Local vs Cloud Inference

  • Running DeepSeek V3/R1 locally is seen as “expensive” mainly due to memory needs (hundreds of GB) and multi‑GPU requirements for good speed.
  • Some users run quantized variants on high‑RAM CPU servers (e.g., EPYC/Xeon with 256–768 GB RAM) at 7–10 tokens/s, acceptable for personal use but much slower than cloud and with limited context.
  • Others argue CPU‑only is poor “bang for buck” once prompts get large; a single strong GPU with a smaller dense model (e.g., ~20–30B) often yields a better interactive experience.
  • Apple Silicon and high‑HBM AMD GPUs are discussed as interesting fits for MoE and large models, but AMD’s software/driver maturity is heavily debated.

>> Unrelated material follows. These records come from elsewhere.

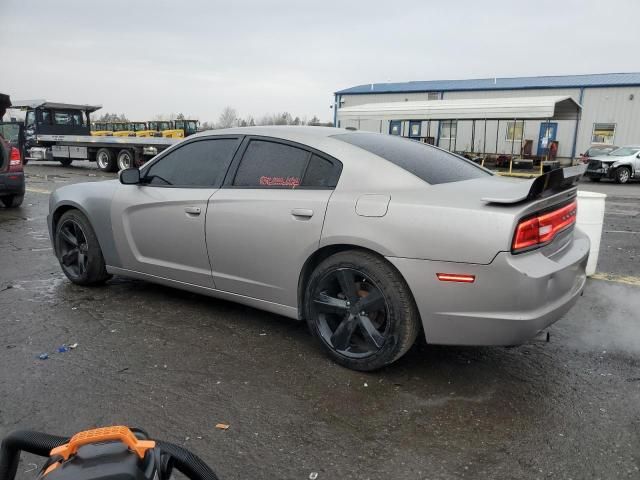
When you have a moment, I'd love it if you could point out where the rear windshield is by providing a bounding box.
[333,133,491,185]
[609,147,640,157]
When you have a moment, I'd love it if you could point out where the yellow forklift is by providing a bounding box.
[173,119,200,137]
[91,122,113,137]
[129,122,156,137]
[148,120,199,138]
[111,122,136,137]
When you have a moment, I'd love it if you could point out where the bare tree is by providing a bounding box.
[98,112,129,122]
[216,107,238,128]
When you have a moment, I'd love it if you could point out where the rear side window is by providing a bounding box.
[144,138,239,187]
[333,133,491,185]
[233,140,309,188]
[302,153,341,188]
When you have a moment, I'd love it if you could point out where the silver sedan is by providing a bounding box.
[48,127,589,370]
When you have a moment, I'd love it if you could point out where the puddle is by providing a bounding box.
[11,273,67,303]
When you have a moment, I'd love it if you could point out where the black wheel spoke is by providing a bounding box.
[336,268,358,303]
[358,315,384,349]
[313,292,349,315]
[357,289,384,313]
[78,252,87,275]
[60,227,78,247]
[331,315,358,350]
[62,248,80,267]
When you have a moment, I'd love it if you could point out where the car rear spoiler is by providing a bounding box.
[482,165,587,204]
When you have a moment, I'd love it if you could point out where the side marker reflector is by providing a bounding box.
[436,273,476,283]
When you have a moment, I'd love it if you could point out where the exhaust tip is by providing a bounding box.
[531,330,551,343]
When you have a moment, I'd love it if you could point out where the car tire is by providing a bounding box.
[118,150,136,171]
[96,148,118,172]
[304,250,420,371]
[0,194,24,208]
[54,210,111,286]
[615,167,631,184]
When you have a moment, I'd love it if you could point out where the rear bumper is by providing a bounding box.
[388,229,589,345]
[0,172,25,197]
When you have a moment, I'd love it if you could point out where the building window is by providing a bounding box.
[507,120,524,142]
[440,120,458,140]
[591,123,616,145]
[409,120,422,138]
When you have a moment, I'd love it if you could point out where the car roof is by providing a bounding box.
[197,125,353,143]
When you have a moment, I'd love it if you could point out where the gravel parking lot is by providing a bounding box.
[0,162,640,480]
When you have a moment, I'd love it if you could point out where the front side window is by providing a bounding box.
[591,123,616,145]
[332,132,491,185]
[40,110,51,125]
[233,140,309,188]
[609,147,640,157]
[440,120,458,140]
[53,112,73,125]
[409,121,422,138]
[187,121,198,133]
[71,112,84,127]
[507,120,524,142]
[24,110,36,127]
[143,138,239,188]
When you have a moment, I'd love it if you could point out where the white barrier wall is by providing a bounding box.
[577,191,607,276]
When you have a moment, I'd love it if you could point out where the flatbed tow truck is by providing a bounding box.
[11,100,181,172]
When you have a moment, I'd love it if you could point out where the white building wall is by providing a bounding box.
[338,87,640,159]
[576,87,640,155]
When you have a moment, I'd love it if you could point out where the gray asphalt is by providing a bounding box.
[0,163,640,480]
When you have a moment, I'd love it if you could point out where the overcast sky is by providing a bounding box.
[0,0,640,121]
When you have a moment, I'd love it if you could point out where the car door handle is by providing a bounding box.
[184,207,200,215]
[291,208,313,218]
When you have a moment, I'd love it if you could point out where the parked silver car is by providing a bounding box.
[585,146,640,183]
[48,127,589,370]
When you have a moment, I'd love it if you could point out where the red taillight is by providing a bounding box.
[511,200,578,253]
[436,273,476,283]
[9,147,22,172]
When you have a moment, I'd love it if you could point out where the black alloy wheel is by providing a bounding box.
[58,219,89,278]
[311,268,389,358]
[303,250,421,371]
[54,210,111,285]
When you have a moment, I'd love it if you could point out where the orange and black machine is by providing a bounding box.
[0,426,218,480]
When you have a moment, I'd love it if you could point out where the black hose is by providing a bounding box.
[0,431,69,480]
[156,441,218,480]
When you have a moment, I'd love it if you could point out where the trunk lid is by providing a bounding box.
[392,165,586,264]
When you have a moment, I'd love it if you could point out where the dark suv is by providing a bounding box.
[0,93,24,208]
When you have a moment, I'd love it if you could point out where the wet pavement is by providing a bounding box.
[0,163,640,480]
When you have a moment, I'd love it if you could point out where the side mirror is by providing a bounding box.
[120,168,140,185]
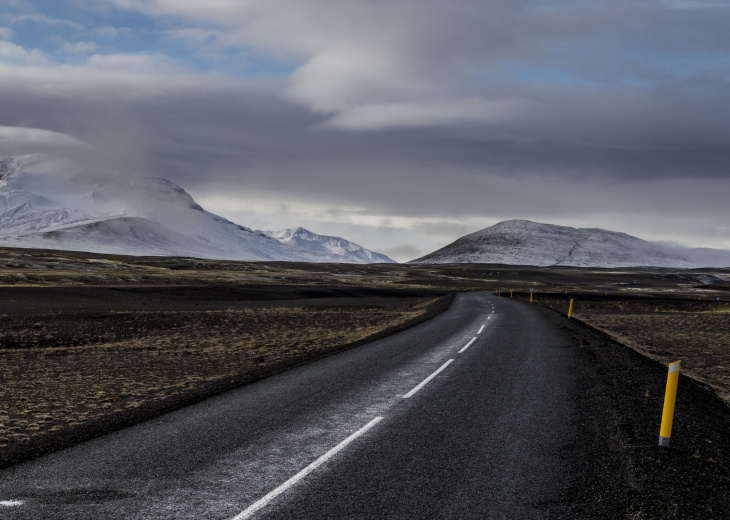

Privacy, Safety, and Propaganda Concerns

  • One participant claims ChatGPT exposed private GitHub repo contents; others strongly suspect hallucination and demand evidence. Alleged behavior is described as serious if true but unverified.
  • DeepSeek is reported by one user to enthusiastically support violent prompts framed in a revolutionary‑socialist context, raising concerns about state‑aligned propaganda and asymmetric safety tuning.
  • Broader worry that all LLMs will be powerful political‑messaging tools, regardless of country of origin.

Economics and “Rent‑Seeking” Debate

  • Some compare per‑token billing to telecom “minutes,” calling it extractive; others counter that huge capex and opex make this straightforward cost recovery, not rent‑seeking.
  • General expectation that current low prices are introductory and may rise once usage is entrenched and training costs grow.